Meta and Amazon use the K Radius coding problem to assess a candidate's basic Sliding Window and Prefix Sum proficiency. It tests if you can avoid redundant summations ($O(N \cdot K)$) and achieve $O(N)$ performance. It evaluation your ability to handle integer division and large sums.

3. Algorithmic pattern used

This problem is best solved using Prefix Sums or a Sliding Window.

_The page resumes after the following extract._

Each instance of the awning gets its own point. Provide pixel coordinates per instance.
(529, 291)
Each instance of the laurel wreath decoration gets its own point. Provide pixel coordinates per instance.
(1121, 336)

1. Prefix Sum: Pre-calculate prefixSum[i] as the sum of elements from index 0 to $i-1$.
2. Range Sum: The sum of nums[i-k...i+k] is prefixSum[i+k+1] - prefixSum[i-k].
3. Sliding Window: Alternatively, maintain a running currentWindowSum. As you move to the next center, subtract the element that leaves the window and add the new one.
4. Average: avg = currentSum / (2k + 1).

4. Example explanation

nums = [7, 4, 3, 9, 1], k = 1

• Index 0: No left neighbor. Result -1.
• Index 1: Window [0, 2] is [7, 4, 3]. Sum 14. Avg $14 / 3 = 4$.
• Index 2: Window [1, 3] is [4, 3, 9]. Sum 16. Avg $16 / 3 = 5$.
• Index 3: Window [2, 4] is [3, 9, 1]. Sum 13. Avg $13 / 3 = 4$.
• Index 4: No right neighbor. Result -1. Result: [-1, 4, 5, 4, -1].

5. Common mistakes candidates make

• Integer Overflow: Forgetting that the sum of a window can exceed $2^{31}-1$, requiring 64-bit integers (long).
• Incorrect window size: Using $2k$ or $k+1$ instead of $2k+1$.
• Redundant sum: Using sum(nums[i-k:i+k+1]) inside a loop, making it $O(N \cdot K)$.

6. Interview preparation tip

For any "moving average" or "moving sum" problem, the Prefix Sum interview pattern is usually the safest and easiest to implement. It handles any range query in $O(1)$ without the need for complex pointer logic.